April 2012

Volume 27 Number 04

Touch and Go - Musical Instruments for Windows Phone

By Charles Petzold | April 2012

Charles PetzoldEvery Windows Phone has a built-in speaker and a headphone jack, and it would surely be a shame if their use was limited to making phone calls. Fortunately, Windows Phone applications can also use the phone’s audio facilities for playing music or other sounds. As I’ve demonstrated in recent installments of this column, a Windows Phone application can play MP3 or WMA files stored in the user’s music library, or files downloaded over the Internet.

A Windows Phone app can also dynamically generate audio waveforms, a technique called “audio streaming.” This is an extremely data-intensive activity: For CD-quality sound you need to generate 16-bit samples at a rate of 44,100 samples per second for both left and right channels, or a whopping 176,400 bytes per second!

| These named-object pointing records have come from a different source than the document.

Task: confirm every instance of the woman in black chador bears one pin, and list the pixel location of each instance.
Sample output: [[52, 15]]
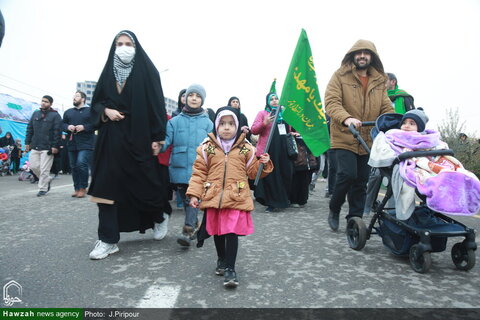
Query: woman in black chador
[[128, 109]]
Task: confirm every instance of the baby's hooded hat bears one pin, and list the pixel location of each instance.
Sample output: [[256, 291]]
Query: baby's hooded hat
[[419, 116]]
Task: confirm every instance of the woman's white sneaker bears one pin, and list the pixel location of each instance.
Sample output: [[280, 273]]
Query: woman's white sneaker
[[160, 229], [102, 250]]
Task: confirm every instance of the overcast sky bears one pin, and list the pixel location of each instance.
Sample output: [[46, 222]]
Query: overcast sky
[[238, 47]]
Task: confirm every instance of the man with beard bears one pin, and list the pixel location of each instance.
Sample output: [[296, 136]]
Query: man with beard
[[355, 93], [43, 139], [76, 121]]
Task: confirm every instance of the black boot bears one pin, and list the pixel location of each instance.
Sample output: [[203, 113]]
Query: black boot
[[333, 220], [231, 280]]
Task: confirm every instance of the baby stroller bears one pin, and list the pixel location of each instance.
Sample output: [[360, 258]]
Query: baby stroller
[[424, 232], [5, 160]]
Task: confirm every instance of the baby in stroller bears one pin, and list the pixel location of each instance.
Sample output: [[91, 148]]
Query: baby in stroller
[[415, 161], [447, 186]]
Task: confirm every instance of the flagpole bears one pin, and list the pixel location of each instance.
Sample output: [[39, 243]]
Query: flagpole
[[267, 146]]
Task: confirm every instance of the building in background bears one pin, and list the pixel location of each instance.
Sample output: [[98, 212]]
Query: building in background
[[89, 87]]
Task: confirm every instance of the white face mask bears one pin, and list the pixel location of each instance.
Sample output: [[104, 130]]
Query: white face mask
[[125, 53]]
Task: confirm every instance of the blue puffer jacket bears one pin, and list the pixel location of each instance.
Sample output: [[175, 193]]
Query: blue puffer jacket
[[185, 133]]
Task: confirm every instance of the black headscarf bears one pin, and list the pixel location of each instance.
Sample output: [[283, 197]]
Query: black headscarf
[[236, 113], [147, 104], [230, 101], [4, 141], [180, 105]]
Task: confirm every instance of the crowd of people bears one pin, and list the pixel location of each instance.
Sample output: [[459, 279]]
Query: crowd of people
[[140, 156]]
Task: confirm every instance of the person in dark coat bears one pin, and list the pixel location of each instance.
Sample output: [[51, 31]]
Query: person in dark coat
[[234, 102], [273, 191], [128, 109], [76, 121], [304, 166], [7, 140], [43, 139]]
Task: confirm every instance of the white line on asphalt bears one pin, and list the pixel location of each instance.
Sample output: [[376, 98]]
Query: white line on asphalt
[[159, 296], [54, 187]]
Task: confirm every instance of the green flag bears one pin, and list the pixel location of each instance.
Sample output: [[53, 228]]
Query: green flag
[[273, 88], [301, 98]]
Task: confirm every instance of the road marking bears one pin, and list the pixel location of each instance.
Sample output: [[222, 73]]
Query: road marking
[[55, 187], [159, 296]]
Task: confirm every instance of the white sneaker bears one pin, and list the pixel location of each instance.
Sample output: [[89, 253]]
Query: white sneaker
[[102, 250], [160, 229]]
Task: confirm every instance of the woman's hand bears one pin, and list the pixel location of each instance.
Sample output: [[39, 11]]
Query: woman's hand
[[193, 202], [114, 115], [155, 148], [264, 158]]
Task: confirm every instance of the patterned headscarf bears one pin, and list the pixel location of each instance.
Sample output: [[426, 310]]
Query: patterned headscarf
[[271, 108], [122, 70]]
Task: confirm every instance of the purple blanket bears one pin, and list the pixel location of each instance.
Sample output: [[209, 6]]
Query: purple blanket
[[451, 192]]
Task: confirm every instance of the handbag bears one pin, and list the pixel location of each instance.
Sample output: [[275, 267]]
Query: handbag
[[292, 148]]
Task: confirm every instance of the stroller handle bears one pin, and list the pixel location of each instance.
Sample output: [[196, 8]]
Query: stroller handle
[[357, 136], [427, 153]]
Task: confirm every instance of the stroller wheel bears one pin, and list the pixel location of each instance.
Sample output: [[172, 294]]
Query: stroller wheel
[[356, 233], [463, 258], [420, 261]]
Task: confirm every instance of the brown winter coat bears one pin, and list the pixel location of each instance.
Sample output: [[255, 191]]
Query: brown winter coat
[[222, 182], [344, 99]]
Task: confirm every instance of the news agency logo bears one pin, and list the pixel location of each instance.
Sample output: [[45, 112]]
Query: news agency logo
[[12, 293]]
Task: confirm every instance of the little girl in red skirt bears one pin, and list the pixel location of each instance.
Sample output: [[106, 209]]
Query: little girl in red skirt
[[219, 184]]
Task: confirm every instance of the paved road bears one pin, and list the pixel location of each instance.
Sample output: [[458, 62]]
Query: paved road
[[292, 260]]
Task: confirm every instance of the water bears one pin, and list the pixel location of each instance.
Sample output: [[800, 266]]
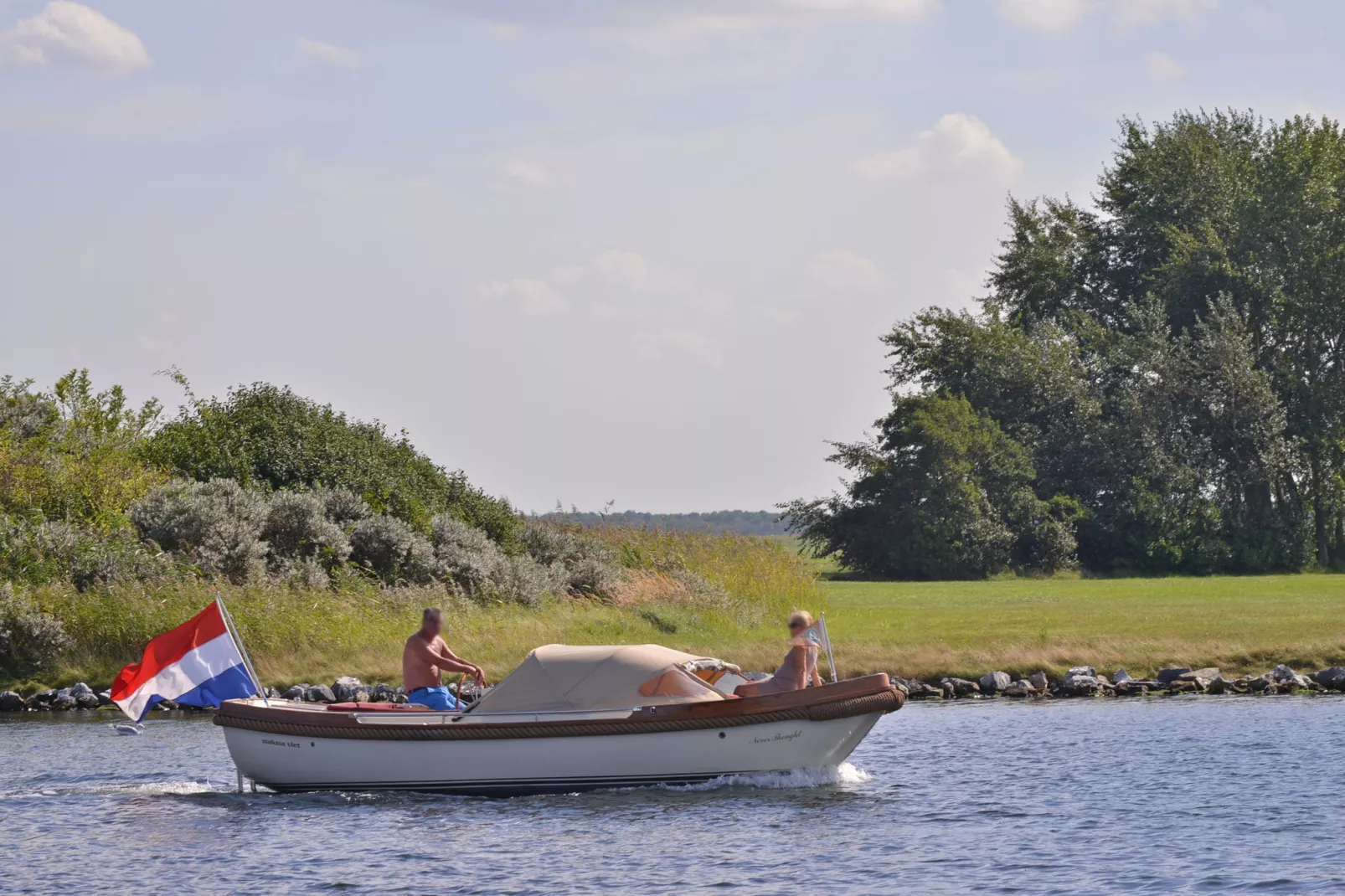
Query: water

But audio streaming is a powerful technique. If you combine it with multi-touch, you can turn your phone into an electronic music instrument, and what could be more fun than that?

Conceiving a Theremin

One of the very earliest electronic music instruments was created by Russian inventor Léon Theremin in the 1920s. The player of a theremin doesn’t actually touch the instrument. Instead, the player’s hands move relative to two antennas, which separately control the volume and pitch of the sound. The result is a spooky quivering wail that glides from note to note—familiar from movies such as “Spellbound” and “The Day the Earth Stood Still,” the occasional rock band, and season 4, episode 12 of “The Big Bang Theory.” (Contrary to popular belief, a theremin was not used for the “Star Trek” theme.)

Can a Windows Phone be turned into a hand-held theremin? That was my goal.

The classical theremin generates sound through a heterodyning technique in which two high-frequency waveforms are combined to produce a difference tone in the audio range. But this technique is impractical when waveforms are generated in computer software. It makes much more sense to generate the audio waveform directly.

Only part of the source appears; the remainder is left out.